Celgene International Sàrl (NASDAQ: CELG) announced that clinical data from two investigational studies evaluating the use of REVLIMID^® (lenalidomide) either with rituximab or following a rituximab-containing regimen in patients with chronic lymphocytic leukaemia (CLL) were presented at the 52^nd American Society of Hematology annual meeting.

In the first study, 38 of 44 patients with previously untreated CLL received six cycles of pentostatin (2 mg/m²), cyclophosphamide (600 mg/m²) and rituximab (375 mg/m²) (PCR) every 21 days. Following this treatment regimen, 34 patients continued to consolidation therapy with lenalidomide starting at 5 mg per day, escalating to 10 mg per day as tolerated for a median of seven cycles.

At a median follow-up of 21 months, 91% (40/44) of patients were still alive, and 21% (7/34) of patients who received at least one cycle of lenalidomide consolidation showed an improvement in the quality of their response, including three patients who converted from minimal residual disease (MRD)-positive to MRD-negative disease. The median duration of response has not been reached.

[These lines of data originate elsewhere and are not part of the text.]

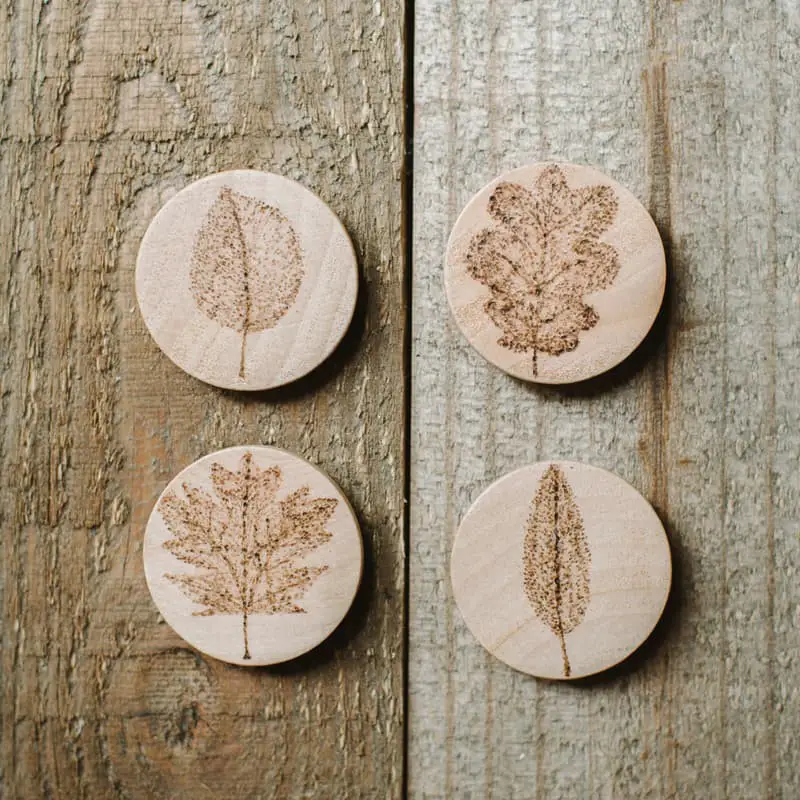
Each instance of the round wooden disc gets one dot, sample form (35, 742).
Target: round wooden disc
(252, 555)
(555, 272)
(561, 570)
(246, 280)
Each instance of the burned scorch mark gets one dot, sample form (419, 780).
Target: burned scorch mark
(542, 255)
(246, 266)
(556, 559)
(246, 543)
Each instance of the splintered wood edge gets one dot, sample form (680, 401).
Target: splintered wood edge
(505, 621)
(196, 335)
(618, 316)
(159, 562)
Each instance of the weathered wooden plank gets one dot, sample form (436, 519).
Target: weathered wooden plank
(109, 107)
(695, 108)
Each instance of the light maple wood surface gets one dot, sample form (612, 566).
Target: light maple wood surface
(246, 280)
(695, 107)
(108, 109)
(252, 529)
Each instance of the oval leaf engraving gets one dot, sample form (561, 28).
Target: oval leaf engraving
(246, 265)
(540, 259)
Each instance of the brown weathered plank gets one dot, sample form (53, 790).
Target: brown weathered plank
(108, 107)
(696, 108)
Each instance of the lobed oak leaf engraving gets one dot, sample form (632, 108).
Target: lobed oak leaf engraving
(542, 256)
(246, 265)
(248, 542)
(556, 559)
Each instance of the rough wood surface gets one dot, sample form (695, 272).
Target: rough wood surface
(696, 107)
(107, 108)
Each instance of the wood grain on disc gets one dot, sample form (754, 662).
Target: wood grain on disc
(561, 570)
(246, 280)
(252, 555)
(555, 272)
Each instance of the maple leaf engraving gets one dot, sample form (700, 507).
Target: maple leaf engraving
(246, 265)
(246, 543)
(556, 559)
(540, 259)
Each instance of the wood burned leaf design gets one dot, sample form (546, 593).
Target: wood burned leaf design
(246, 265)
(247, 543)
(556, 559)
(541, 258)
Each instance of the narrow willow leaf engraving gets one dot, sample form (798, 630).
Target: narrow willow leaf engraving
(556, 559)
(246, 265)
(540, 259)
(246, 543)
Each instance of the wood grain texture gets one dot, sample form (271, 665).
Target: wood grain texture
(555, 272)
(695, 107)
(108, 108)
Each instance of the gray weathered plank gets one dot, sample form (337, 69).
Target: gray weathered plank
(109, 107)
(695, 107)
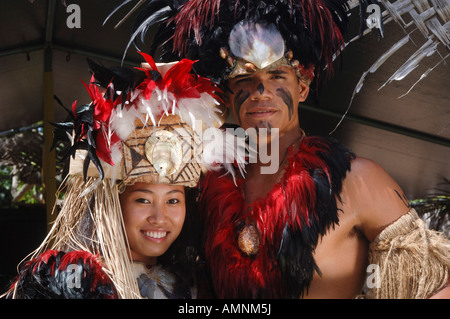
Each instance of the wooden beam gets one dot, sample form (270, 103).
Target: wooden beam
(48, 158)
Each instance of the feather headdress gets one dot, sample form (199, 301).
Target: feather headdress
(148, 125)
(312, 31)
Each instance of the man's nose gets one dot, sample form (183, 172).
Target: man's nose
(261, 91)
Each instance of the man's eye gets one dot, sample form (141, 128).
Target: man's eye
(242, 80)
(173, 201)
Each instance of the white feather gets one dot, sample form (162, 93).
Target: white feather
(223, 149)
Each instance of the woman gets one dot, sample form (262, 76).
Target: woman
(126, 228)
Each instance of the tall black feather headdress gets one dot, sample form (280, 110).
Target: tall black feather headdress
(312, 31)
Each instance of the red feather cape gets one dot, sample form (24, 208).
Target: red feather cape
(293, 203)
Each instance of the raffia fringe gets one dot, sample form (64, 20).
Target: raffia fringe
(414, 261)
(98, 202)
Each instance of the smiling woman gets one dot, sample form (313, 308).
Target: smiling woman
(127, 227)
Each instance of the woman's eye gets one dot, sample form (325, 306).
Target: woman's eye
(143, 201)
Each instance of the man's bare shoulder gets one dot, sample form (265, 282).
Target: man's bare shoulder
(373, 195)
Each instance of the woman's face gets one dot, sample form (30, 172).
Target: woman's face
(154, 215)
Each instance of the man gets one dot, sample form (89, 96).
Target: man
(315, 226)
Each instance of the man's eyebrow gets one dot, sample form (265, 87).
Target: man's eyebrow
(240, 76)
(277, 72)
(144, 190)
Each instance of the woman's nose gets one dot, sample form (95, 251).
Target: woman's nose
(157, 214)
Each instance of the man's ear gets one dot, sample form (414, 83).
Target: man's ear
(304, 91)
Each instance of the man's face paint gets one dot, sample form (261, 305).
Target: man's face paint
(265, 98)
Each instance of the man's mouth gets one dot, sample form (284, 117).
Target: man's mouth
(260, 112)
(155, 234)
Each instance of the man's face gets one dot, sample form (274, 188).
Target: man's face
(267, 98)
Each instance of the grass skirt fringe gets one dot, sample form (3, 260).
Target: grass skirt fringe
(414, 261)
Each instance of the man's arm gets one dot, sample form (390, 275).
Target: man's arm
(414, 261)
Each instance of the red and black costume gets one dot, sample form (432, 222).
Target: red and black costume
(290, 220)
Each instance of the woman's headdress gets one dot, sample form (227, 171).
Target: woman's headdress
(157, 124)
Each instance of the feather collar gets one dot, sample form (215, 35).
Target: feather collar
(288, 223)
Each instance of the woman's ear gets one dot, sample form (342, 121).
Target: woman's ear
(303, 91)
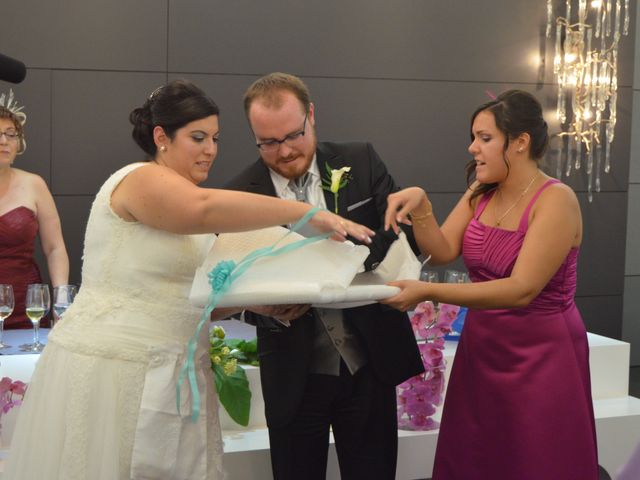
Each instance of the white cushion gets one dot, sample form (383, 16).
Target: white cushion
(321, 273)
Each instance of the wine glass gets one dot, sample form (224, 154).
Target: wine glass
(37, 304)
(63, 296)
(430, 276)
(6, 308)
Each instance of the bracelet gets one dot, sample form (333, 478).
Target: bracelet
(419, 219)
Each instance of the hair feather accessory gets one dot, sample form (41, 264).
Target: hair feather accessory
(10, 103)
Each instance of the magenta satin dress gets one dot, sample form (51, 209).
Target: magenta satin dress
(18, 230)
(518, 403)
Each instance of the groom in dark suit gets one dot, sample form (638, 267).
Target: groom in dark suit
(323, 368)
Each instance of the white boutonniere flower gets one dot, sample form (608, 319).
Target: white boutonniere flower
(335, 180)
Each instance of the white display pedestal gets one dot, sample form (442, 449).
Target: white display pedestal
(617, 419)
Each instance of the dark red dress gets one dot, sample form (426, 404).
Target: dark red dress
(18, 230)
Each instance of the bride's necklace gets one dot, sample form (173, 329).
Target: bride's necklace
(524, 192)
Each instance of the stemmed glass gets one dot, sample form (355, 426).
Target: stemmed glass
(429, 276)
(63, 296)
(37, 305)
(6, 308)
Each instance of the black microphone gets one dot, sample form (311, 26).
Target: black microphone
(11, 70)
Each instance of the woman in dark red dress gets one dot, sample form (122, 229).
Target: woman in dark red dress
(26, 207)
(518, 404)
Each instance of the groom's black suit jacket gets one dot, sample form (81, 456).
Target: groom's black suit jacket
(385, 333)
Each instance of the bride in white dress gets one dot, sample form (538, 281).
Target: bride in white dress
(102, 401)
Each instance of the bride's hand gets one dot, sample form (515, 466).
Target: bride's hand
(400, 204)
(341, 227)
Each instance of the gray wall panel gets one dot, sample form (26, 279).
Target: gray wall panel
(634, 167)
(601, 262)
(91, 130)
(421, 129)
(632, 263)
(631, 321)
(87, 34)
(602, 315)
(74, 213)
(361, 38)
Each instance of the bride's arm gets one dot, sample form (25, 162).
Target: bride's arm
(159, 197)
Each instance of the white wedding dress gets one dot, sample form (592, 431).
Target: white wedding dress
(102, 401)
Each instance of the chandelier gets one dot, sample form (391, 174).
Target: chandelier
(586, 69)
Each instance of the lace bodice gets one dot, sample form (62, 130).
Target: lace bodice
(135, 282)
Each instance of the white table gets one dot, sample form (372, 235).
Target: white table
(15, 338)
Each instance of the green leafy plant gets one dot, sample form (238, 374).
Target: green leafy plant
(231, 382)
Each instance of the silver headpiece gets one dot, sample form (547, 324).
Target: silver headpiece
(9, 102)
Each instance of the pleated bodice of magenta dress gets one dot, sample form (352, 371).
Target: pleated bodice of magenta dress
(518, 404)
(18, 230)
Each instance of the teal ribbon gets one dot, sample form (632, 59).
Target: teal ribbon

Additionally, a comparison of these data against historic PCR data showed the proportion of patients receiving consolidation who were free of retreatment at 12 months was 95% (42/44), compared to 86% (55/64) of patients without lenalidomide consolidation in the historic study.

For patients receiving lenalidomide consolidation treatment in the study, the most common grade 3 or higher adverse events were neutropenia (grade 3, 41% 14/38; grade 4, 21% 7/38), leukopenia (grade 3, 32% 11/38), platelet count decrease (grade 3, 9% 3/38) and rash (grade 3, 6%, 2/38).

In the second study, 59 patients with relapsed/refractory CLL received rituximab 375 mg/m² intravenously weekly for four weeks in cycle one, then once every four weeks during cycles three through 12. Oral lenalidomide 10 mg/day was started on day nine of cycle one on a continuous dosing schedule. Cycles were 28 days, with intention to continue therapy for 12 cycles or longer if the patient achieved a clinical response. Dose reductions were made following grade 3 or 4 lenalidomide-related adverse events, and allopurinol 300 mg daily was prescribed during the first two weeks as tumour lysis syndrome prophylaxis.

All 59 patients were evaluable for response, with evaluations performed after cycles three, six, and every six cycles thereafter. In the study, the overall response rate was 63% (37/59), with 5% (3/59) achieving a complete response. Additionally, 2% of patients (1/59) achieved a complete response with incomplete haematological recovery. 14% of patients (8/59) achieved nodular partial responses and 42% (25/59) achieved partial responses. Most responses (59%, 35/59) occurred within the first six cycles of therapy.

During the study, the highest incidences of grade 3/4 adverse events were neutropenia (68%, 40/59), thrombocytopenia (22%, 13/59) and anaemia (10%, 6/59). Grade 3/4 infections occurred in 18 patients (31%), mostly in the upper respiratory tract. One patient experienced grade 3 tumour lysis syndrome. One treatment-related death occurred during the study due to ischemic stroke with infection.

These data are from an investigational study. Lenalidomide is not approved as a treatment for patients with chronic lymphocytic leukaemia.